As [Phil Greenland] explains in the first part of his excellent write-up, the lithium battery used to keep the real-time clock (RTC) going on the Macintosh SE/30 has a nasty habit of exploding and leaking its corrosive innards all over the board. Looking to both repair the damage on a system that’s already had a battery popped and avoid the issue altogether on pristine boards, he started researching how he could replace the battery with something a bit more modern.

Damage from a ruptured RTC battery.

It turns out, the ATtiny85 is pin-compatible with the Mac’s original RTC chip, and indeed, [Andrew Makousky] had already written some code that would allow the microcontroller to emulate it. This is actually a bit more complex than you might realize, as the original RTC chip was doing double-duty: it also held 256 bytes of parameter random access memory (PRAM), which is where the machine stored assorted bits of info like which drive to boot from and the mouse cursor speed.

But after getting the mod installed, the computer refused to start. It turns out the project targeted earlier machines like the Macintosh Plus and SE, and not his higher-performance SE/30. Thanks to community resources like this KiCad recreation of the SE/30’s motherboard, contemporary technical documents, and his trusty logic analyzer, [Phil] was able to figure out that the timing was off — the code was simply struggling to respond to the faster machine.

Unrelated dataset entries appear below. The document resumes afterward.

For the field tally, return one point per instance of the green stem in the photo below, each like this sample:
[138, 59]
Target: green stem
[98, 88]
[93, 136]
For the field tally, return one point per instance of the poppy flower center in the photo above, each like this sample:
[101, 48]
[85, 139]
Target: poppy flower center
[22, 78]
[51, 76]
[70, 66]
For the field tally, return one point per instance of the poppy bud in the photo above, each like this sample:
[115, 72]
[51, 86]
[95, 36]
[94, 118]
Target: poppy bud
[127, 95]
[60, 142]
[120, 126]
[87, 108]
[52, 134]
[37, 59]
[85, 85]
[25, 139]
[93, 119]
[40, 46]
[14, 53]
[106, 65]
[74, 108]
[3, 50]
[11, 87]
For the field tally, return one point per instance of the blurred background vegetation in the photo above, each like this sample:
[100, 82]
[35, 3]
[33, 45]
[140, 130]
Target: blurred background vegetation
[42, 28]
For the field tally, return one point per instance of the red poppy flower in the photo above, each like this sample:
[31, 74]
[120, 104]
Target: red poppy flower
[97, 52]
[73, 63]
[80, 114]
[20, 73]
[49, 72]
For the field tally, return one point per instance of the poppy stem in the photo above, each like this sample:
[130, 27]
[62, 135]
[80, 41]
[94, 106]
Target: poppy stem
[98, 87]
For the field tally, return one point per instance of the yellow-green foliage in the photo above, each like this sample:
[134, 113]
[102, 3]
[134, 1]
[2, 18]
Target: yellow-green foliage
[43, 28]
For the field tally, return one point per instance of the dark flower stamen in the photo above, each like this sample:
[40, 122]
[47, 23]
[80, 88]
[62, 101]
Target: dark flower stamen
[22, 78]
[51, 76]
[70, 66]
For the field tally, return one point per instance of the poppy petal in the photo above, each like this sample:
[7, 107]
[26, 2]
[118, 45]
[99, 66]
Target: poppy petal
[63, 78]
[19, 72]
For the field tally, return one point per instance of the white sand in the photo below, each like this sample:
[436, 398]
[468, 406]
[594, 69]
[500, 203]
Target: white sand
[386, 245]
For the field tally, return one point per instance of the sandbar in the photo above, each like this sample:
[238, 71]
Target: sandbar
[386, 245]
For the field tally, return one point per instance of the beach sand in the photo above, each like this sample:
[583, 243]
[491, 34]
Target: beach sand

[Phil] got things largely working by pushing a lot of the code off into an interrupt handler, thereby increasing the response time. But it operated on a very fine line, the new code only just got the timing within specs, and occasionally it would drift off and result in an error. It was good enough to get the machine up and running again, but not the long-term solution he’d hoped for.

It’s not until we get to the second part of this retrocomputing adventure that [Phil] finally cracks the case. He realized that the solution to get better performance out of the ATtiny85 was to leverage its universal serial interface (USI), which is generally used for SPI and I2C communications. Luckily, the Apple RTC protocol was close enough to I2C that getting everybody speaking the same language wouldn’t be a problem. The only downside was that he needed to use a different set of pins to pull it off.

In the end, he had to abandon the classic DIP-8 style ATtiny85 and design a tiny custom PCB around the SOIC-8 version. This not only let him route the pins differently, but enabled him to tack on an external crystal oscillator that boasts a bit higher resolution than the chip’s built-in facilities.

We’ve previously seen creative (or just desperate) hackers “re-pin” an ATtiny85 by flipping the leads around and adding bodge wires; a very literal hack that might have also worked here. But we think the custom PCB was worth the extra effort to produce a permanent drop-in solution that other Mac SE/30 owners can benefit from. After all, what some consider the best computer ever made deserves no less.